How to Prepare Your Figma Files for Perfect Code Handoff
What Developers Actually See When They Open Your Figma File
Designers spend weeks crafting beautiful, functional interfaces in Figma. Then the file gets handed to a developer, and the first thing they do is open the layers panel. What they find there determines whether the next three weeks will be productive or miserable. A file with layers named "Frame 437", "Group 12", and "Rectangle 89" tells the developer nothing. A file with layers named "hero/cta-button/primary", "card/header/title", and "nav/menu-item/active" tells them everything.
This guide is written from the developer's chair. After converting hundreds of Figma files to production code, we know exactly what makes handoff seamless and what creates friction, rework, and misalignment. If you follow these practices, the code your developers write will be structurally closer to your design intent — and both sides will spend less time in clarification meetings.
Naming Conventions That Save Hours
Layer names become CSS class names, component names, and variable identifiers in code. When layers are unnamed, developers invent names — and those invented names rarely match the design team's mental model. Establish a naming convention early and apply it consistently.
Use forward-slash hierarchy for component variants: button/primary/large, button/secondary/small. Name frames by their purpose, not their appearance: "pricing-section" rather than "blue-background-area". Name boolean properties descriptively: "hasIcon" and "isDisabled" rather than "Property 1" and "Property 2". Every layer a developer needs to inspect should have a human-readable name that communicates its role in the interface.
Auto-Layout: The Most Important Habit
Auto-layout is the single most impactful thing you can do for developer handoff. When a frame uses auto-layout, it directly communicates its CSS equivalent — flexbox direction, gap, padding, alignment, and distribution. When a frame uses absolute positioning with manually placed elements, the developer has to reverse-engineer the layout logic from visual position alone.
Build every frame with auto-layout from the root down. Set explicit padding and gap values rather than relying on visual spacing. Use "hug contents" and "fill container" intentionally — these map directly to CSS width behaviours. When you nest auto-layout frames, you are building a layout tree that a developer can translate to CSS almost mechanically. When you skip auto-layout and place elements by hand, you are forcing the developer to guess at the structural relationships between elements.
Component Structure That Translates to Code
Your Figma component library is, in effect, a specification for a React component library. The better your components are structured, the closer the code will be to your intent. Each component should have clearly defined variants using Figma's component properties — not separate, unlinked components for each state. Boolean properties should control visibility of optional elements like icons, badges, or helper text. Instance swap properties should define which child components can be substituted. Size variants should use consistent naming that maps to a predictable scale.
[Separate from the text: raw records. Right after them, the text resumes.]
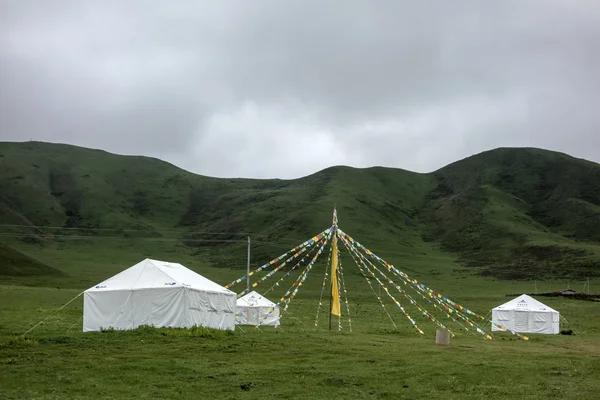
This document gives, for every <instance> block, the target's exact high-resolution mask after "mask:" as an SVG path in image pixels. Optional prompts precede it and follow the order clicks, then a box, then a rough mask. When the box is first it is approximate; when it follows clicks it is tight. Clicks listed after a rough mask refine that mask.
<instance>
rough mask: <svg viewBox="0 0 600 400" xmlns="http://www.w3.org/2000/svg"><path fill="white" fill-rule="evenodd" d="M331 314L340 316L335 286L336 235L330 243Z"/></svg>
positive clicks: (338, 300) (336, 289)
mask: <svg viewBox="0 0 600 400" xmlns="http://www.w3.org/2000/svg"><path fill="white" fill-rule="evenodd" d="M331 253H332V254H331V297H332V303H331V314H332V315H337V316H338V317H339V316H340V315H341V313H340V292H339V288H338V284H337V264H338V258H337V235H336V234H334V235H333V241H332V243H331Z"/></svg>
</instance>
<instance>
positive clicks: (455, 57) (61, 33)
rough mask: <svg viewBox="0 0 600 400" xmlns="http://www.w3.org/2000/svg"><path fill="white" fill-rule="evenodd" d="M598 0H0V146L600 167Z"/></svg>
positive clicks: (296, 170) (207, 161)
mask: <svg viewBox="0 0 600 400" xmlns="http://www.w3.org/2000/svg"><path fill="white" fill-rule="evenodd" d="M599 71H600V2H598V1H597V0H590V1H583V0H582V1H577V0H574V1H565V0H539V1H525V0H516V1H507V0H502V1H485V2H484V1H457V0H455V1H441V0H440V1H404V2H402V1H400V0H390V1H374V0H370V1H366V0H361V1H348V0H338V1H326V0H325V1H324V0H321V1H312V0H298V1H295V0H294V1H292V0H285V1H281V0H272V1H258V0H247V1H240V0H232V1H226V0H218V1H200V0H186V1H182V0H180V1H164V0H160V1H159V0H140V1H132V0H115V1H106V0H104V1H97V0H89V1H84V0H72V1H62V0H52V1H49V0H40V1H34V0H0V140H11V141H24V140H30V139H33V140H42V141H51V142H62V143H70V144H76V145H81V146H86V147H93V148H101V149H104V150H107V151H110V152H115V153H119V154H136V155H138V154H139V155H148V156H154V157H158V158H161V159H164V160H167V161H169V162H172V163H174V164H176V165H178V166H180V167H182V168H185V169H188V170H191V171H193V172H196V173H200V174H204V175H211V176H219V177H240V176H241V177H261V178H262V177H266V178H275V177H277V178H293V177H299V176H303V175H307V174H311V173H313V172H316V171H318V170H320V169H323V168H325V167H328V166H331V165H340V164H343V165H351V166H355V167H368V166H374V165H382V166H388V167H399V168H404V169H409V170H413V171H419V172H430V171H433V170H435V169H437V168H439V167H442V166H443V165H445V164H447V163H450V162H452V161H455V160H457V159H460V158H464V157H467V156H469V155H472V154H474V153H478V152H481V151H484V150H488V149H491V148H495V147H505V146H534V147H542V148H547V149H552V150H559V151H563V152H567V153H569V154H572V155H574V156H577V157H582V158H587V159H590V160H594V161H600V129H599V126H600V72H599Z"/></svg>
Think about your components the way a developer will consume them: a Card component with props for size, variant, hasImage, and hasFooter is clean and predictable. Five separate Card components named "Card with image", "Card without image", "Card small", "Card large", and "Card featured" is ambiguous and leads to five separate React components instead of one.
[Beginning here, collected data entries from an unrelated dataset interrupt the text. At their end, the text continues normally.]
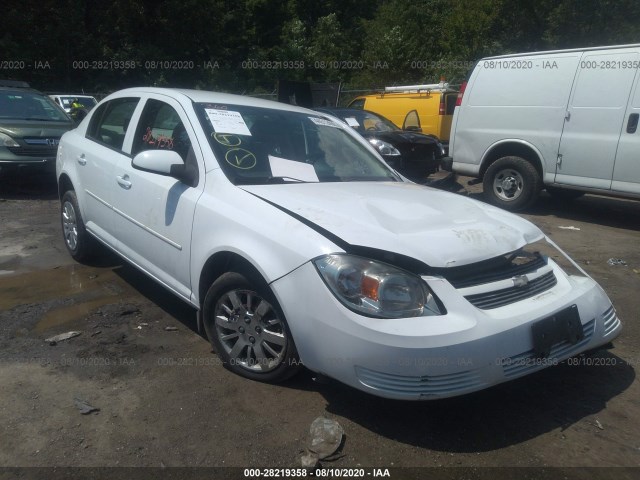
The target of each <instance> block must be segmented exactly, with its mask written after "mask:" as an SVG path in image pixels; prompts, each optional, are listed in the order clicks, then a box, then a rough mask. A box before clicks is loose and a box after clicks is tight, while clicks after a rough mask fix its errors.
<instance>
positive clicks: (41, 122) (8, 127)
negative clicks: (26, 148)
mask: <svg viewBox="0 0 640 480" xmlns="http://www.w3.org/2000/svg"><path fill="white" fill-rule="evenodd" d="M72 128H73V122H69V123H66V122H49V121H46V122H40V121H30V120H5V121H3V122H2V123H0V132H1V133H4V134H6V135H9V136H11V137H14V138H23V137H61V136H62V134H63V133H65V132H67V131H69V130H71V129H72Z"/></svg>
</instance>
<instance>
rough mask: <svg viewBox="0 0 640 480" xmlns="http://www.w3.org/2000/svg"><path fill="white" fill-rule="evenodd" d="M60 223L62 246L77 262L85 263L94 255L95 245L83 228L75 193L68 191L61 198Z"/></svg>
mask: <svg viewBox="0 0 640 480" xmlns="http://www.w3.org/2000/svg"><path fill="white" fill-rule="evenodd" d="M60 222H61V224H62V234H63V237H64V245H65V246H66V247H67V250H68V251H69V254H70V255H71V256H72V257H73V259H74V260H75V261H77V262H80V263H82V262H86V261H87V260H89V259H90V258H91V257H93V256H94V255H95V252H96V248H97V244H96V241H95V240H94V238H93V237H92V236H91V235H89V233H88V232H87V230H86V229H85V226H84V220H83V219H82V214H81V213H80V208H79V207H78V198H77V197H76V192H74V191H73V190H68V191H67V192H65V193H64V195H63V196H62V206H61V210H60Z"/></svg>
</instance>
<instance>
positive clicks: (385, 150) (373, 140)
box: [369, 138, 400, 156]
Token Documentation That Prevents Drift
Design tokens — colours, typography, spacing, shadows, border radii — are the connective tissue between your design and the codebase. If these are not explicitly defined and documented, developers will approximate values by eyeballing them from the inspect panel. The result is a codebase full of hardcoded values that look right today but drift as soon as anything changes.
Use Figma Variables (or Styles if you have not migrated to Variables yet) for every repeating value. Define a spacing scale and apply it consistently — if your scale is 4, 8, 12, 16, 24, 32, 48, never use 15 or 22 unless it is a deliberate exception. Document your colour tokens with semantic names: "text-primary", "surface-elevated", "border-subtle" rather than "gray-700" or "blue-500". The semantic name tells the developer what the colour means, not just what it looks like — and that meaning is what prevents incorrect substitutions in code.
What to Annotate
Figma's visual output does not communicate everything a developer needs. Certain design decisions are invisible in the static frame and need explicit annotation. Interaction behaviour: what happens on hover, focus, and click? Where do transitions occur and what easing should they use? Responsive rules: what changes at each breakpoint? Does this element reorder, hide, or transform? Content limits: what is the maximum character count for this heading before it wraps? What happens when a list has zero items versus fifty? Edge cases: what does the empty state look like? The error state? The loading state? These are the details that developers will either implement correctly because you told them, or implement wrong because they had to guess.
The Handoff Checklist
Before you send your file to development, verify these items. All layers are named descriptively. All layouts use auto-layout with explicit padding and gap. All repeating values use Variables or Styles. All component variants are defined using component properties. All interaction states (hover, active, disabled, loading, error) are documented. Responsive behaviour at each breakpoint is specified. Edge cases and content limits are annotated. If you can check every item on this list, your developers will thank you — and the code they deliver will be meaningfully closer to what you designed.